Exploring big visual cultural data: an interview with Lev Manovich

On 9-10 July, Europeana Creative's Culture Jam was held at the Austrian National Library. During the two days, Joris Pekel, Community Coordinator for Cultural Heritage, interviewed a number of speakers attending the conference to learn more about their work and their vision for the future of digital cultural heritage.

First in this series is keynote speaker Lev Manovich, author of books on new media theory, Professor at the Graduate Center, CUNY, and Director of the Software Studies Initiative, which works on the analysis and visualization of big visual cultural data. Their projects like Selfiecity, which visualises millions of selfies from all around the world, have gained a lot of attention, not only within the academic field, but within popular culture too.

Lev Manovich on stage at #CultJam15. Europeana Creative CC BY-SA

Hi Lev, thanks for taking the time to chat to me. My first question: how are you doing and what is keeping you busy these days?

Hi. At the moment we are using our tools to analyse two different topics. One is the analysis of historical digitised material that largely comes from cultural institutions around the world. The second focus is more on visual culture that you see on social media such as Instagram.

And then there is a third thing actually that combines visual culture and art history. We have been working with a dataset of around one million images of artworks from the largest, or at least it used to be, gallery of user generated art. We got their images from 2001 to 2010. The images are sorted by author and over 2000 different categories were used. We can use this set to look at the evolution over time and ask questions like ‘what is art?’ and analyse what trends in art we can see in the last decade.

We look for example at the type of scene: is it outdoor or indoor? Are there objects displayed? And so on... I am really happy that we are now able to combine our existing visualisation techniques with content analysis to study these large and heterogeneous datasets.

Do you think that these kinds of techniques can be useful for art historians too?

Yes I do. Let me first of all say that I think that art historians or people who study visual culture should not throw away everything they know. All these 20th century techniques and theories remain useful. I do think, however, that these new techniques that are coming from the data visualisation and computer research field should be adopted and people have to get training in this. This is because there are lots of new questions that you can ask using these techniques.

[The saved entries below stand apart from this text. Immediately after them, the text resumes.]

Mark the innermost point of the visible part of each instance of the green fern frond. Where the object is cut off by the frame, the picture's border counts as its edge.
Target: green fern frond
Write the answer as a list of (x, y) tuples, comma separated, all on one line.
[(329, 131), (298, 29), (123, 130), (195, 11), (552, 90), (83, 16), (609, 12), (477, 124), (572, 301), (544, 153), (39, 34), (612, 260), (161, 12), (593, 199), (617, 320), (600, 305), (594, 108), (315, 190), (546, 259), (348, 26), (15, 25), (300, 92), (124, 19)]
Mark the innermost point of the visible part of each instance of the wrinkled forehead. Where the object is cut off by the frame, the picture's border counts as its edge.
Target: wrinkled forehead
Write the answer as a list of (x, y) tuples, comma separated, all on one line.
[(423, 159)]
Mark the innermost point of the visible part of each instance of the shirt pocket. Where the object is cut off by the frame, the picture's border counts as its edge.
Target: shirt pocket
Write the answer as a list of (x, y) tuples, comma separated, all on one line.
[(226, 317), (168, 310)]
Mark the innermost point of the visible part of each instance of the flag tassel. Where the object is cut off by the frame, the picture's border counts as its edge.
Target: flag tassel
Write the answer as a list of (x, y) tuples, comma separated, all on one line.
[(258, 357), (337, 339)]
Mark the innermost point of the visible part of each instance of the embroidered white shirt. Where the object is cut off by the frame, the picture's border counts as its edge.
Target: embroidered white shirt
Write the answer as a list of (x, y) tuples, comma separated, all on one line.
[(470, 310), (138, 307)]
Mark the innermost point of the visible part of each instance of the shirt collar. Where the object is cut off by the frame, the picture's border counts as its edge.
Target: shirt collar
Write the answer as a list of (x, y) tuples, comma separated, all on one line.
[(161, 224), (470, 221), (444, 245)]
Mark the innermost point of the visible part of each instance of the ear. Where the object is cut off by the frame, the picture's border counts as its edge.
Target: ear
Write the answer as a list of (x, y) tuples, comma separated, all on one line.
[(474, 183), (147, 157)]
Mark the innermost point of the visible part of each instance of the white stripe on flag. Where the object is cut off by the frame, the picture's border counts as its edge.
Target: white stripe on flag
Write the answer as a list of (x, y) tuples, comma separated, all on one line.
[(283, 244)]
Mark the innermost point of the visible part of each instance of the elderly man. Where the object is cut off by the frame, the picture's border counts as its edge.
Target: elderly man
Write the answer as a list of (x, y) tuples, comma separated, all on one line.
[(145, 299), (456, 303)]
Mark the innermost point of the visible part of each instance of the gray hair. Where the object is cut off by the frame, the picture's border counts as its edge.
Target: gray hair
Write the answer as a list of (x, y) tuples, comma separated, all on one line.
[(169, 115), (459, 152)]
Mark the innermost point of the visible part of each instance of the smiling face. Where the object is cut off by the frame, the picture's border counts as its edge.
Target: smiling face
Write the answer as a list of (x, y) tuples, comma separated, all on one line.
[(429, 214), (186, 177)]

So, for example, you want to find out what people paint today around the world. Not just the 300 famous people in the art world, but everybody else. This means you have to look at thousands or millions of images and you can do that using these techniques. I think these kinds of visualisations can be seen as a new language for the humanities which can supplement the discourses which were created in natural languages.

When I look at your projects such as Selfiecity I see that it is mostly the object which is analysed. How important is metadata for you?

It is possible to explore and study sets of images without metadata. But let me give you the example of the project where we took all of Van Gogh’s paintings and visualised them. Here, we already know that all the objects are from one artist. If we simply want to look at the patterns and colours being used to see what is typical and not typical for his style, then we don’t need other information like time or genre.

But you see here that if you want to do more, for example a scatterplot over time, then you do need this information. Usually with visualisation you have two, or sometimes three dimensions. Here we can combine metadata, time, geo-location etc, with visual characteristics, colours used, how symmetrical something is etc. You look for example at the evolution of colour or composition over time. So metadata is important, but at the same time it is just one dimension.

A slide from Lev Manovich's presentation.

Cultural datasets are getting bigger and bigger. How much work does it take you to prepare a dataset? Do you just start, see what comes out of it and improve from there, or do you make sure you have a really comprehensive dataset first?

In every data project whether it is data design or data science it is well known that you spend 70-80% on downloading, analysing and cleaning the data. This is also definitely the case for all the projects we have done. In my experience the only place where you get really clean data is from social media companies as they are commercial companies. When the data comes from a cultural source there is usually a lot of data missing or not consistent, images don’t load etc. So that is one thing. But it of course very much depends on what you want to achieve.

If you take Europeana for example you have 45 million records, and let’s say around a million of the images in your database are of high enough quality. When you are looking for pretty pictures for your application or to put on your t-shirt you don’t need anything coherent as you can just select separate images. However, if you want to understand patterns of historical evolution and look for example at the difference between different cities you actually need to have enough samples.

What would you most like to get from cultural institutions to make your life and research easier?

What I would like to say to cultural institutions is that they not only have to think about publishing their metadata and content, preferably through an API or some other means to make it really easy to download, but they also need to think about how users can get insight into their collection - for example, to see if it covers a certain historical period well enough.

If I want to work with Europeana, for example, I am not going to download all those millions of images. What I want to do is to be able to get all of the metadata as a set of csv files and load them to see characteristics like how many records do we have, records per country, per medium etc. After that I can say ‘ok for my research I want to download all the images from France between 1750 till 1780.’

I think the new generation of digital humanities people could be the big users of a database like Europeana, but to work with collections you not only need to make the metadata accessible, you must also make it easy to figure out what’s inside and how to get it. Give people a flat file saying ‘ok this is what we have’. It can be just a few fields such as artist name, time and country. You basically give people a map how to explore your collection.

Thanks a lot. Looking forward to your future work and publications!

Thanks, it was a pleasure to meet you.